Wie oben schon erwähnt, ist in der Zahnmedizin in den meisten Fällen der persönliche Arzt-Patienten-Kontakt und der Blick in den Mund unvermeidlich. Die technische Kamera-Ausstattung kann zwar einen Blick in den Mund ermöglichen, jedoch ist keine intensive Inspektion der Zähne, des Zahnhalteapparates oder der Kiefergelenke möglich. Dies könnte aber in absehbarer Zeit der Fall sein, wenn sich die Bildübertragung weiter verbessern wird.

Aktuell bestehen die telemedizinisch durchgeführten Maßnahmen hauptsächlich aus Leistungen der sprechenden Medizin. Da die meisten Beratungsleistungen im zahnmedizinischen Bereich ohnehin aus der Gebührenordnung für Ärzte (GOÄ) abgegriffen werden, ist die gemeinsame Empfehlung der Bundeszahnärztekammer, den Beihilfeträgern und des PKV-Verbandes zur Abrechnung telemedizinischer Leistungen in großen Teilen deckungsgleich mit den Empfehlungen der Bundesärztekammer.

Welche Voraussetzung muss ein Zahnarzt erfüllen, um eine Videosprechstunde anbieten zu können?

Videosprechstunden und Videofallkonferenzen in der vertragszahnärztlichen Versorgung unterliegen definierten Standards. Die Kassenzahnärztliche Bundesvereinigung (KZBV) und der GKV-Spitzenverband haben dazu in einer Vereinbarung Einzelheiten hinsichtlich Qualität und Sicherheit sowie Anforderungen an die technische Umsetzung von Videosprechstunden und die apparative Ausstattung festgelegt.

Die Qualitätsanforderungen für die IT-Ausstattung, den Datenschutz und die Datensicherheit gelten auch für den privatzahnärztlichen Bereich. Mit dem Behandlungsvertrag ist der behandelnde Arzt gegenüber dem Patienten verpflichtet, diese Anforderungen einzuhalten.

Wie können sich Patienten den Ablauf einer gewöhnlichen telezahnmedizinischen Behandlung vorstellen?

Wenn alle technischen Voraussetzungen erfüllt sind und eine Videoverbindung zwischen Zahnarzt und Patient hergestellt ist, wird der Zahnarzt zuerst das Anliegen des Patienten erfragen. Der Patient hat die Gelegenheit, seine Beschwerden ausführlich zu beschreiben. Der Zahnarzt wird mit gezielten Fragen versuchen, das Leiden des Patienten zu erkennen und ihm dann Rat zum weiteren Vorgehen erteilen. Das können spezifische Handlungsanweisungen sein wie beispielsweise die Anwendung einer antibakteriellen Spüllösung. Es kann auch eine weitere Videosprechstunde mit einem bestimmten zeitlichen Abstand vereinbart werden, in der der Verlauf der Beschwerden erfragt und bewertet wird. Je nach Beschwerden kann aber auch ein Folgetermin in der Praxis vereinbart werden.

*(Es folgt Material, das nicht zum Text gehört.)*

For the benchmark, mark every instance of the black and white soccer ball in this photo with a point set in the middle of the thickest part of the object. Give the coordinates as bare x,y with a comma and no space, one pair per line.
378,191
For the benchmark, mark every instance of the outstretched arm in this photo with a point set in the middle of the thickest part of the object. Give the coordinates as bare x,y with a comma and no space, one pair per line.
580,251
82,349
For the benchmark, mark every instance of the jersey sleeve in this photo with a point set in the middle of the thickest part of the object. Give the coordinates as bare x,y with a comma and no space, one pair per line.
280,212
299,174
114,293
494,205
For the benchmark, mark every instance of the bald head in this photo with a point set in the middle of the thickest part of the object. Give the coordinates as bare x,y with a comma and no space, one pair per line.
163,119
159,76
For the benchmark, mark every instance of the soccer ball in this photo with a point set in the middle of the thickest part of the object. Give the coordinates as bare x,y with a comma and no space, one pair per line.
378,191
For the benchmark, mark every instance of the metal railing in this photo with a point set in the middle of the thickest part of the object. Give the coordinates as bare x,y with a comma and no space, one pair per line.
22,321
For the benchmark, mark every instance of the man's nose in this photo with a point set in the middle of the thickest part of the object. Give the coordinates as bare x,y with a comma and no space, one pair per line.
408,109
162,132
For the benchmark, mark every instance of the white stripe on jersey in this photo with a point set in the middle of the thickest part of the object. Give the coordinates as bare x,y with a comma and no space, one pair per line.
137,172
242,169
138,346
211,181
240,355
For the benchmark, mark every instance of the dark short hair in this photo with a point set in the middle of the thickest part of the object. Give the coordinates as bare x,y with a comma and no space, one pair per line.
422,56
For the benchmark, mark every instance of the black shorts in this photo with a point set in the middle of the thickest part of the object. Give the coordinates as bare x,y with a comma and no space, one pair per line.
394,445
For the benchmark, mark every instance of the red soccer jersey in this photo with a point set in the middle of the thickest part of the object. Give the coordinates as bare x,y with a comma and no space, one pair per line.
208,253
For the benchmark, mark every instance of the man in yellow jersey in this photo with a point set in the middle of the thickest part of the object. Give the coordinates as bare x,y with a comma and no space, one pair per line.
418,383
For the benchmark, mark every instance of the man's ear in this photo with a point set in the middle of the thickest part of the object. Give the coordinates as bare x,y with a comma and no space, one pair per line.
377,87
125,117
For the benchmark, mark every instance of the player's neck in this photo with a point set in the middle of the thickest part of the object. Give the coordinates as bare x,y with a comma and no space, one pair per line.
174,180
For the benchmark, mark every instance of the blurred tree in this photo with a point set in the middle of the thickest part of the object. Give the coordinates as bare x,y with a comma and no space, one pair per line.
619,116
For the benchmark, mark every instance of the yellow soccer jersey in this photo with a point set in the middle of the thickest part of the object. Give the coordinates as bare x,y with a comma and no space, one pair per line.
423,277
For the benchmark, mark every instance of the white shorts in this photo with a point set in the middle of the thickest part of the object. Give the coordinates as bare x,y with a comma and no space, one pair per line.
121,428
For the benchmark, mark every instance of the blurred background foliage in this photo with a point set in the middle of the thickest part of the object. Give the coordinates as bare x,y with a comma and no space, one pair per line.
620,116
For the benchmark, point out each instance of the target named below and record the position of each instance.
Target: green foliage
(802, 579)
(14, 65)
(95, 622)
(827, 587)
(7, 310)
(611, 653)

Wie sieht es bei der Abrechnung aus, wird eine zahnmedizinische Leistung per Video vergütet wie die Behandlung in der Arztpraxis?

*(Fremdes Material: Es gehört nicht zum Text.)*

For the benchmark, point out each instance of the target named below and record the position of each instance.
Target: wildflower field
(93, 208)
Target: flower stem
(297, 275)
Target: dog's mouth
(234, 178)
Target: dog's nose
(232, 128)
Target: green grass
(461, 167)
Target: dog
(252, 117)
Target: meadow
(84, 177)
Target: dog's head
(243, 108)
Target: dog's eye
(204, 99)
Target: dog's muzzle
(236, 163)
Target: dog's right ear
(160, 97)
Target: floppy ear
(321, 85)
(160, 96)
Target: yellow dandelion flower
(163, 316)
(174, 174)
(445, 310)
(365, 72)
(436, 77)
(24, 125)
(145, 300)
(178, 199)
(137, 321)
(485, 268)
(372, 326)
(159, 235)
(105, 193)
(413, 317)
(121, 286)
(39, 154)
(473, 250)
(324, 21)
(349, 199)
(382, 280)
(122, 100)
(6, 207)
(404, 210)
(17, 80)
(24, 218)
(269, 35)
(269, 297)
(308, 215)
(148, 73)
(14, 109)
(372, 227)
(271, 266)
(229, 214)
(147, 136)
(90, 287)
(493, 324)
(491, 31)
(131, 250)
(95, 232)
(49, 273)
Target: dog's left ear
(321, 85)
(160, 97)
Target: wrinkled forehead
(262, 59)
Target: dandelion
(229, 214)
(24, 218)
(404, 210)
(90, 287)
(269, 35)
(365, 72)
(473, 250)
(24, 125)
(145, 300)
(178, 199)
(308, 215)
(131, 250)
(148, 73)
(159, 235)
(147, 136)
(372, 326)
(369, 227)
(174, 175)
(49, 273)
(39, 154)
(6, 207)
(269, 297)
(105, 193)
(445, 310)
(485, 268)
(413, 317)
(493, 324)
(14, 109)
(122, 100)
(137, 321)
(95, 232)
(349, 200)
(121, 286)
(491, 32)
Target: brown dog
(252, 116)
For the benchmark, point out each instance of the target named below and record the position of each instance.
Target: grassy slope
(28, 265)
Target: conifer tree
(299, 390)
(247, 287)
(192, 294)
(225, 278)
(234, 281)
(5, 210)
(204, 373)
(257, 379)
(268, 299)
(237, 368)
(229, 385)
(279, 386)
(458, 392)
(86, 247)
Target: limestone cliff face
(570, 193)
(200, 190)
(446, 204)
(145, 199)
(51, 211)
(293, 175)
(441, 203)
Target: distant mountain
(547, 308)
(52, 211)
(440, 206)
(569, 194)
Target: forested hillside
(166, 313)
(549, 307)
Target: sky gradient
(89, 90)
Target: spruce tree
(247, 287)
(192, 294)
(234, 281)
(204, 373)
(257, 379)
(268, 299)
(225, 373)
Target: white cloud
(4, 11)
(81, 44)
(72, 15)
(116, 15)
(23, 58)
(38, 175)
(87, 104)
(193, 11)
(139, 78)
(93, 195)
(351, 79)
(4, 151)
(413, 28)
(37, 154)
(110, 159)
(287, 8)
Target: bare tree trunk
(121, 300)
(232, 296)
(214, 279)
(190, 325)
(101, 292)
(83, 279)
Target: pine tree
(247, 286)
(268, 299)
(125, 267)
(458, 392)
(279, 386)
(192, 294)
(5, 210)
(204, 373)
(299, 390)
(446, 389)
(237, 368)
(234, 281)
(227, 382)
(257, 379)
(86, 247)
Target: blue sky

Wie bereits oben ausgeführt, werden die meisten Beratungsleistungen im zahnmedizinischen Bereich aus der GOÄ abgegriffen. Daher hat das Beratungsforum für Gebührenordnungsfragen eine Abrechnungsempfehlung zu telemedizinischen Leistungen in Form des 38. Beschlusses erarbeitet und sich dabei an den Abrechnungsempfehlungen der Bundesärztekammer zu telemedizinischen Leistungen in der GOÄ (Deutsches Ärzteblatt | Jg. 117 | Heft 26 | 26. Juni 2020) orientiert und auf die Anwendung in der Zahnmedizin angepasst.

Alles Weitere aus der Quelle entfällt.